Succès Masra est né en 1983, à Béboni dans le Logone oriental, une région du sud du pays à majorité chrétienne. Il grandit dans une famille modeste mais parvient à achever de brillantes études au Cameroun, en France et en Angleterre, jusqu'à devenir docteur en économie.

Malgré ses engagements associatifs, presque politiques, il poursuit sa voie en devenant économiste à la Banque africaine de développement (BAD). Il quitte ce poste en 2018 pour lancer son parti mouvement politique, pour "impacter économiquement et socialement" la vie de ses compatriotes tchadiens. Il envisage de se présenter à l'élection présidentielle d'avril 2021 contre Déby père, sous l'étiquette de son mouvement qu'il entreprend de transformer en parti politique. Sa candidature sera rejetée au motif qu'il n'atteint pas l'âge minimal requis de 40 ans et que son parti, Les Transformateurs, n'était pas encore "légalement constitué."

Succès Masra parvient tout de même à mobiliser les foules lors des manifestations de l'opposition systématiquement interdites. Le 20 octobre 2022, avec Wakit Tamma, une autre plateforme de l'opposition, il appelle à manifester contre la prolongation de deux ans de Mahamat Déby à la présidence après une première période de transition de 18 mois, décrétée sur recommandation d'un dialogue de réconciliation nationale qu'ils avaient boycotté. Ce jour-là, une cinquantaine de personnes selon les autorités, entre une centaine et 300 selon l'opposition et des ONG locales et internationales, pour la quasi-totalité de jeunes manifestants, ont été tués par les balles des militaires et policiers, essentiellement à N'Djamena.

Face à la répression constante de l'opposition, Succès Masra a dû fuir le pays pour sa sécurité, assurant être recherché par "la garde présidentielle". Depuis son exil, il dénonçait les menaces et intimidations dont ses partisans, encore dans le pays, pouvaient faire l'objet.

Au terme d'un an passé à l'étranger, dans un pays non divulgué, Succès Masra et Mahamat Déby signent un accord de réconciliation à Kinshasa sous la médiation du président de la République démocratique du Congo, Félix Tshisekedi.
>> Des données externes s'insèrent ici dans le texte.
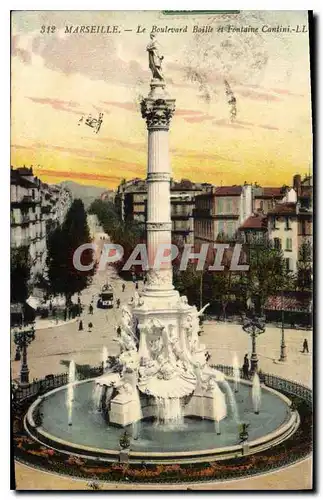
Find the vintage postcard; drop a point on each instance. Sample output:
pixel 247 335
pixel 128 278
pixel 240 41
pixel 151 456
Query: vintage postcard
pixel 161 250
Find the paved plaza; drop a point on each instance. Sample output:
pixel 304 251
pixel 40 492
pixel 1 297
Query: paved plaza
pixel 54 346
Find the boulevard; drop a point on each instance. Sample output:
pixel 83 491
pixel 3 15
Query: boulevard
pixel 56 345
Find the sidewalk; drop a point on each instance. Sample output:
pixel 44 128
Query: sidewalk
pixel 43 324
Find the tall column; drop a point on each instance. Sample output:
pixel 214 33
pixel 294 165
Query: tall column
pixel 157 109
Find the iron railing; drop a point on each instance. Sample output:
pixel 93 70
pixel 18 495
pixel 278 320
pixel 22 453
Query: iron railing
pixel 54 381
pixel 40 386
pixel 278 383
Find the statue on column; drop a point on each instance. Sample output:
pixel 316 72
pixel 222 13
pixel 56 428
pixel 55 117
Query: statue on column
pixel 155 59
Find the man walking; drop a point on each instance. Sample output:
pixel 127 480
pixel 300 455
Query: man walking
pixel 305 346
pixel 245 367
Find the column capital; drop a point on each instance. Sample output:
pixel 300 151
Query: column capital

Cet accord prévoit notamment une "amnistie générale" pour les responsables des meurtres de manifestants le 20 octobre 2022.

Les autres forces de l'opposition dénoncent cet accord dans lequel elles disent ne pas se reconnaître, fustigeant déjà un ralliement dans la perspective des élections promises pour 2024. Alors que les ONG locales et internationales, ainsi que les organisations de la société civile continuent à réclamer des investigations indépendantes concernant le "Jeudi noir", Masra prône la réconciliation, et rentre au Tchad.

Dans un discours face à ses partisans fin novembre, il demande à ses troupes de "l'apaisement" et de "ne pas réclamer vengeance". Il désigne alors Mahamat Déby comme "un frère" et appelle "à poursuivre avec les autorités pour trouver une solution globale". Pendant la campagne référendaire, il a un temps laissé plané le doute sur la consigne de vote de son parti avant d'inviter les électeurs qui le suivent à se prononcer pour le oui, désignant ce choix comme le "moindre mal" pour mettre fin à cette période de transition. Ce ralliement au gouvernement a définitivement consommé la rupture avec les autres forces d'opposition.